When a field contains one of these characters, escape the field using the same character. For example, to escape a string like this: 1 "2" 3, use double quotation to escape, like this: 1 ""2"" 3.
Null If
= string
Specify one or more strings (one string per row of the table) to convert to NULL values. When one of these strings is encountered in the file, it is replaced with a SQL NULL value for that field in the loaded table. Click + to add a string.
Error On Column Count Mismatch
= drop-down
(CSV only) Specify whether to generate an error (True) if the number of delimited columns in an input file does not match the number of columns in the corresponding table. If set to False an error is not generated and the load continues. If the file is successfully loaded in this case:
- Where the input file contains records with more fields than columns in the table, the matching fields are loaded in order of occurrence in the file, and the remaining fields are not loaded.
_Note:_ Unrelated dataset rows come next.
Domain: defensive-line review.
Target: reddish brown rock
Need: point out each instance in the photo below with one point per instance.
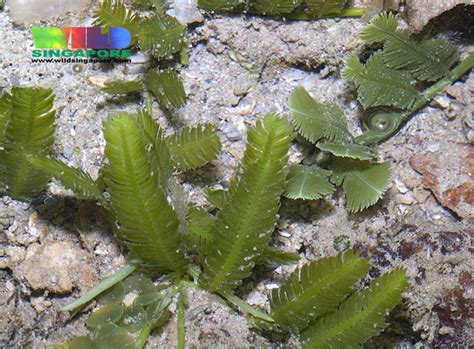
(450, 176)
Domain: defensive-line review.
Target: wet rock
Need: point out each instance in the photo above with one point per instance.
(450, 242)
(420, 12)
(56, 266)
(7, 290)
(454, 309)
(29, 11)
(450, 176)
(185, 11)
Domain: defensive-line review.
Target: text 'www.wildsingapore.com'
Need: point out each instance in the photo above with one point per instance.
(81, 45)
(76, 60)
- Where the input file contains records with fewer fields than columns in the table, the non-matching columns in the table are loaded with NULL values.
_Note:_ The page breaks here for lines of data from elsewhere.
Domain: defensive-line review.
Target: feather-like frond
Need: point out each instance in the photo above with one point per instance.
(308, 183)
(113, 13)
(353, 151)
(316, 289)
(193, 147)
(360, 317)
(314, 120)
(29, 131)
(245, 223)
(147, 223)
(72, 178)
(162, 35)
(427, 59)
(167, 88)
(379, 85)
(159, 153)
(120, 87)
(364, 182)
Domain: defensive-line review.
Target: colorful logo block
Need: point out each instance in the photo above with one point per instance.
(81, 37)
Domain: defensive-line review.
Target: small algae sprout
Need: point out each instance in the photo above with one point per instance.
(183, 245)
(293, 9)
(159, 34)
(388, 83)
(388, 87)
In Matillion ETL, the default setting is False.
Empty Field As Null
= drop-down
(CSV only) Specify whether to insert NULL values for empty fields in an input file. Default is True.
Encoding Type
= drop-down
(CSV only) Select the string that specifies the character set of the source data when loading data into a table. Please refer to the Snowflake documentation.
Enable Octal
= drop-down
(JSON only) Select True to enable the parsing of octal values. Default setting is False.
Allow Duplicates
= drop-down
(JSON only) Select True to allow duplicate object field names. Default setting is False.
Strip Outer Array
= drop-down
(JSON only) Select True to instruct the JSON parser to remove outer brackets. Default setting is False.
Strip Null Values
= drop-down
(JSON only) Select True to instruct the JSON parser to remove any object fields or array elements containing null values. Default setting is False.
Ignore UTF8 Errors
= drop-down
(JSON, XML only) Select True to replace any invalid UTF-8 sequences with Unicode characters. If set to False, UTF-8 errors will not produce an error in the job run. Default setting is False.
Preserve Space
= drop-down
Select True for the XML parser to preserve leading and trailing spaces in element content. Default setting is False.
Strip Outer Element
= drop-down
Select True for the XML parser to strip out any outer XML elements, exposing 2nd level elements as separate documents. Default setting is False.
Disable Snowflake Data
= drop-down
Select True if you wish the XML parser to not recognise Snowflake semi-structured data tags. Default setting is False.
Disable Auto Convert
= drop-down
Select True to specify that the XML parser will disable automatic conversion of numeric and Boolean values from text to native representations. Default setting is False.
On Error
= drop-down
Decide how to proceed upon an error.
- Abort Statement: Aborts the load if any error is encountered.
- Continue: Continue loading the file.
- Skip File: Skip file if any errors are encountered in the file.
- Skip File When n Errors: Skip file when the number of errors in the file is equal to or greater than the specified number in the next property, n.
- Skip File When n% Errors: Skip file when the percentage of errors in the file exceeds the specified percentage of n.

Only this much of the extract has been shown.